Samia Saadani: Pour moi, le cheveu naturel c’est l’émancipation quand il a été bridé, enfermé, mutilé, lissé… Une personne qui porte ses cheveux naturels, c’est quelqu’un qui ne cherche pas à les transformer : ça ne passe pas nécessairement par un défrisage, un lissage brésilien, japonais ou un brushing… Il y a aussi une spécificité en Afrique du Nord qu’on appelle le kardoune : c’est aussi une transformation du cheveu. On met son cheveu dans un bas pour casser les boucles et transformer les cheveux bouclés, frisés en cheveux lisses. Ma demie-soeur par exemple, son père est originaire d’une ville où ils sont tous berbères et noirs. Elle a les cheveux crépus et a toujours eu du mal avec son identité nord-africaine, parce qu’on lui a toujours dit qu’elle ne ressemblait pas à une Arabe. On lui disait souvent : « Cest bizarre, tu ressembles à une métisse en fait » du fait de sa chevelure crépue, de sa peau noire et de ses yeux verts. Ca a été très difficile pour elle de se positionner.

Derrière la question du cheveu, c’est celle d’un standard de beauté devenu norme voire hégémonique qui se pose

Le Bondy Blog : En cela, parler du cheveu revient à parler de choses qui vont bien au-delà ? De son identité, de sa culture, de son éducation ? 

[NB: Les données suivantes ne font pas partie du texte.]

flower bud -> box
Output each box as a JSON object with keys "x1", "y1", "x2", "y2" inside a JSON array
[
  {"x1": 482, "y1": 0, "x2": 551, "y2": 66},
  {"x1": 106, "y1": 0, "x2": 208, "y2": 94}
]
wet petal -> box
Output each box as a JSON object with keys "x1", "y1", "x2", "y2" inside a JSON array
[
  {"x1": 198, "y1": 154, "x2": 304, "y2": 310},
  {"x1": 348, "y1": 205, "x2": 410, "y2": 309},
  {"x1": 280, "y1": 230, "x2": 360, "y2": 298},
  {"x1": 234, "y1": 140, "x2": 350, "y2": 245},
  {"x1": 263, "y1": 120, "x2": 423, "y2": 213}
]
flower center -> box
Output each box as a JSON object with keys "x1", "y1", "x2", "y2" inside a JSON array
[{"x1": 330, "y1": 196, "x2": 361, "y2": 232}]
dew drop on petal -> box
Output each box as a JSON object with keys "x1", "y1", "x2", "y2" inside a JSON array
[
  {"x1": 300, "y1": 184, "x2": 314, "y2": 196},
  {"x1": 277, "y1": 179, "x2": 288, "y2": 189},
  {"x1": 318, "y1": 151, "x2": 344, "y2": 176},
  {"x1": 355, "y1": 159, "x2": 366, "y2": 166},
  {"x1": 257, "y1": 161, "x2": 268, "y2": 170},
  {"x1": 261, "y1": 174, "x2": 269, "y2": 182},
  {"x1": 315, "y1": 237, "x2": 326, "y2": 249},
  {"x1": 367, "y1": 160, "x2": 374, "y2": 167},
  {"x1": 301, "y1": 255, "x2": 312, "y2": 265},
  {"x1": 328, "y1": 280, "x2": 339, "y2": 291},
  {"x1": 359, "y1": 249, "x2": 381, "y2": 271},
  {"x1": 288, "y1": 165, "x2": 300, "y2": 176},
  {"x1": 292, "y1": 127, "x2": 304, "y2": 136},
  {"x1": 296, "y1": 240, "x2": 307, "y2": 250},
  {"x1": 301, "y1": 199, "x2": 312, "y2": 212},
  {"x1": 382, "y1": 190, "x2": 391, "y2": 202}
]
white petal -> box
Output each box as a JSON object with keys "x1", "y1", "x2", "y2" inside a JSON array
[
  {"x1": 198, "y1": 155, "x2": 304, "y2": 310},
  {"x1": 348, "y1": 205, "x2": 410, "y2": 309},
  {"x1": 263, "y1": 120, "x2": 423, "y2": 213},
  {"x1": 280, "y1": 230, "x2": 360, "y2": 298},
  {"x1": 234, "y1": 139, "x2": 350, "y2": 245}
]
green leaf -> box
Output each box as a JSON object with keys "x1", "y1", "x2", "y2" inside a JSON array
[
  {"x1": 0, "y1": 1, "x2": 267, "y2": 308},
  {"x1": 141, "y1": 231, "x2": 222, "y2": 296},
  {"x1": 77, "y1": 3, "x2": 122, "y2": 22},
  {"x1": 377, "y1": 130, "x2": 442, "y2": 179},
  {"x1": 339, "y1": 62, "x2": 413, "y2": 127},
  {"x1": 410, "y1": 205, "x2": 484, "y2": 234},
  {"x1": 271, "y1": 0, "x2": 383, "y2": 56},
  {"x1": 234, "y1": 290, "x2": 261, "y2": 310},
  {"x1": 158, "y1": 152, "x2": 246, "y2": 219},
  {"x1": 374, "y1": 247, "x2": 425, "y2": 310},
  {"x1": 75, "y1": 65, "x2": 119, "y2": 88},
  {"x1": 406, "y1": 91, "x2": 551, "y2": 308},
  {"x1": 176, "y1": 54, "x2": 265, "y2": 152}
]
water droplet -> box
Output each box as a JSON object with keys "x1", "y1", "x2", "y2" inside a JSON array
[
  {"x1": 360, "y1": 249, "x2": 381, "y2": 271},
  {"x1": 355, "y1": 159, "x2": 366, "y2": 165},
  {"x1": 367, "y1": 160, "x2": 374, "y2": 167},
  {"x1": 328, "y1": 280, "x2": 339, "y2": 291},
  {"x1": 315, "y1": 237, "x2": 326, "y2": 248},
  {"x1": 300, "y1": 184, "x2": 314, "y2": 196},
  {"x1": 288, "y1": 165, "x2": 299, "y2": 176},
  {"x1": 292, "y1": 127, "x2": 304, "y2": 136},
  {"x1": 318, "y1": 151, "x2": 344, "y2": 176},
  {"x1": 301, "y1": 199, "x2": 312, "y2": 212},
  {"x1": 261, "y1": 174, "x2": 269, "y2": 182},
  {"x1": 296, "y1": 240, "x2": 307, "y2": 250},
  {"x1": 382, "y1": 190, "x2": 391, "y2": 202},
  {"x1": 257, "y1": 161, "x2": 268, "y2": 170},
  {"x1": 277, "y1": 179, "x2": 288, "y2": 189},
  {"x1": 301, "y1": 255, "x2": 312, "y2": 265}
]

Samia Saadani : Oui, la question du cheveu induit d’autres choses, plus profondes et cela amène effectivement à parler des représentations. Il y a des débats qui n’ont pas été réglés, qui ne sont pas abordés : ce n’est pas qu’une question de cheveu finalement. La couleur de la peau est aussi imbriquée… Derrière la question du cheveu, c’est celle d’un standard de beauté devenue norme voire hégémonique qui se pose.

Samia Saadani, co-créatrice du mouvement « Hrach is beautiful »

Il manque une représentation réelle de la diversité des personnes originaires d’Afrique du Nord

Le Bondy Blog : Comment expliquer cette norme du cheveu ? S’agit-il uniquement des conséquences de la colonisation en Afrique du Nord par exemple ?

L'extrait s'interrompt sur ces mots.